It has been a roller coaster lately. By it, I mean life. I was hit by antepartum anxiety and depression. The only thing that has been consistent has been my running. I have stayed above 40 mile/week through it all, which has probably helped my sanity. I pulled away from pretty much everyone except my kids because, well they kind of demand the attention and love. So now that I’ve recognized it, I have been rebuilding and reconnecting in other relationships. The anxiety was very bad for a couple weeks after Christmas, with a constant feeling of dread or fear in the pit of my stomach. That has mostly subsided for now. I’ve done various things I have read about on the internet and I really wanted to get into meditation, but time wise, it hasn’t worked out for me. Mostly I do breathing exercises and try to write down 3 things I am grateful for every day. I also frequently ask myself, “is this helpful?” when the negative thoughts come. I even bought a light therapy console but I haven’t been using that much. I plan to bring it to work so I can have it on during the morning when I am in my office. The winter has been very very grey and gloomy, so the light helps.

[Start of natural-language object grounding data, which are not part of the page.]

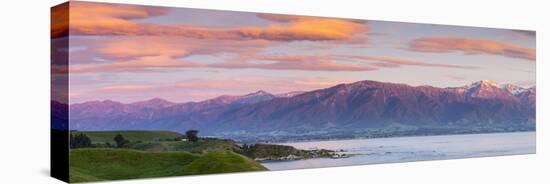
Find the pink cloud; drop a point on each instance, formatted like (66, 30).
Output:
(108, 19)
(472, 46)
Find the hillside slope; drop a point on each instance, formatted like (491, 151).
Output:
(115, 164)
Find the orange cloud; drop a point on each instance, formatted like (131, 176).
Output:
(472, 46)
(110, 19)
(396, 62)
(59, 20)
(294, 62)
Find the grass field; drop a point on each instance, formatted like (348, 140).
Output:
(201, 146)
(114, 164)
(100, 137)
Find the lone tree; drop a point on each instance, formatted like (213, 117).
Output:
(192, 135)
(120, 140)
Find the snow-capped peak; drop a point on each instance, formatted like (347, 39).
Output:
(289, 94)
(514, 89)
(258, 93)
(483, 83)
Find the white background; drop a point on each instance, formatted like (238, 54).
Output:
(24, 90)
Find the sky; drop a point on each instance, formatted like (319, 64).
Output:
(132, 53)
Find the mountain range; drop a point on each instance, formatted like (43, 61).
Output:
(363, 105)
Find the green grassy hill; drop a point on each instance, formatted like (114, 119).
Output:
(201, 146)
(100, 137)
(113, 164)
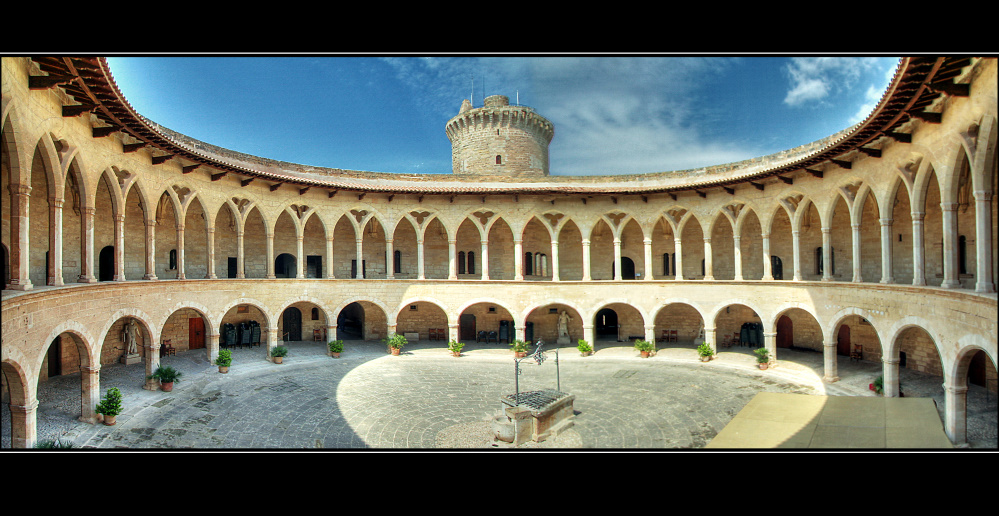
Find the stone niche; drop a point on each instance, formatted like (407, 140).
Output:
(538, 416)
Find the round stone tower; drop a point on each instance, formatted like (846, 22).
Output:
(499, 139)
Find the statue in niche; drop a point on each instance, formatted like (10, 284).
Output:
(563, 326)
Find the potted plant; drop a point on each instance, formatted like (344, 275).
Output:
(645, 347)
(396, 342)
(705, 352)
(278, 354)
(224, 360)
(336, 347)
(519, 348)
(110, 406)
(167, 375)
(762, 357)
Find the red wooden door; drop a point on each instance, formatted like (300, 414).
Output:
(196, 333)
(785, 332)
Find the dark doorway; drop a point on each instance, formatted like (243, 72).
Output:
(106, 264)
(284, 266)
(785, 332)
(843, 341)
(313, 266)
(776, 267)
(55, 358)
(350, 322)
(606, 323)
(292, 323)
(195, 333)
(627, 268)
(466, 327)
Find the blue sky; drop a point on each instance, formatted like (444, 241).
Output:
(612, 114)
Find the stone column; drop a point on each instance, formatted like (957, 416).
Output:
(55, 242)
(555, 276)
(796, 246)
(918, 260)
(887, 275)
(737, 252)
(518, 260)
(180, 253)
(983, 243)
(829, 360)
(421, 260)
(23, 425)
(678, 261)
(889, 375)
(210, 242)
(484, 258)
(270, 254)
(648, 259)
(708, 261)
(951, 273)
(858, 272)
(119, 248)
(329, 258)
(768, 273)
(956, 412)
(90, 393)
(150, 250)
(300, 256)
(390, 259)
(617, 259)
(359, 249)
(452, 264)
(20, 238)
(827, 254)
(87, 245)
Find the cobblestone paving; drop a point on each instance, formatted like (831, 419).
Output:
(426, 399)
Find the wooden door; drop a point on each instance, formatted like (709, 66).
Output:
(843, 341)
(195, 333)
(785, 332)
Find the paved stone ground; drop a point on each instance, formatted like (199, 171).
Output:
(426, 399)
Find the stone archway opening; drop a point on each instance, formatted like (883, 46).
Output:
(362, 320)
(678, 325)
(543, 323)
(482, 325)
(243, 326)
(422, 321)
(739, 329)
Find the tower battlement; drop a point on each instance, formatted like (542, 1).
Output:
(499, 139)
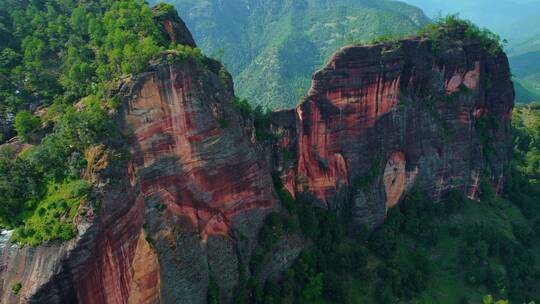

I have some worries about how the stress and cortisol has affected the baby, but hopefully it will all be fine. I had my anatomy scan last Friday. As far as I could tell, everything looked normal. I will find out the results next Friday. The baby was VERY active. As for gender…it is another girl! WHAT?! I was pretty sure it was a boy. Honestly, I have always really wanted a son, so there is some disappointment, but it will be fine. I hear the teenage years are a bit harder with girls though. I’m sifting through names and will let R rule some of them out. I let him pick the last time, so hopefully I get a little more pull this time.
My paces while running have mostly been above 8min/mile. I have no desire to go much faster than that. I know I did in the past, but I am just not feeling it right now. The pressure isn’t too bad right now and I did find my support belt from my first pregnancy, so that should be of help to me when I do need it. I plan to find a couple races to do before baby, but our area is pretty devoid of races besides a few 5ks this spring.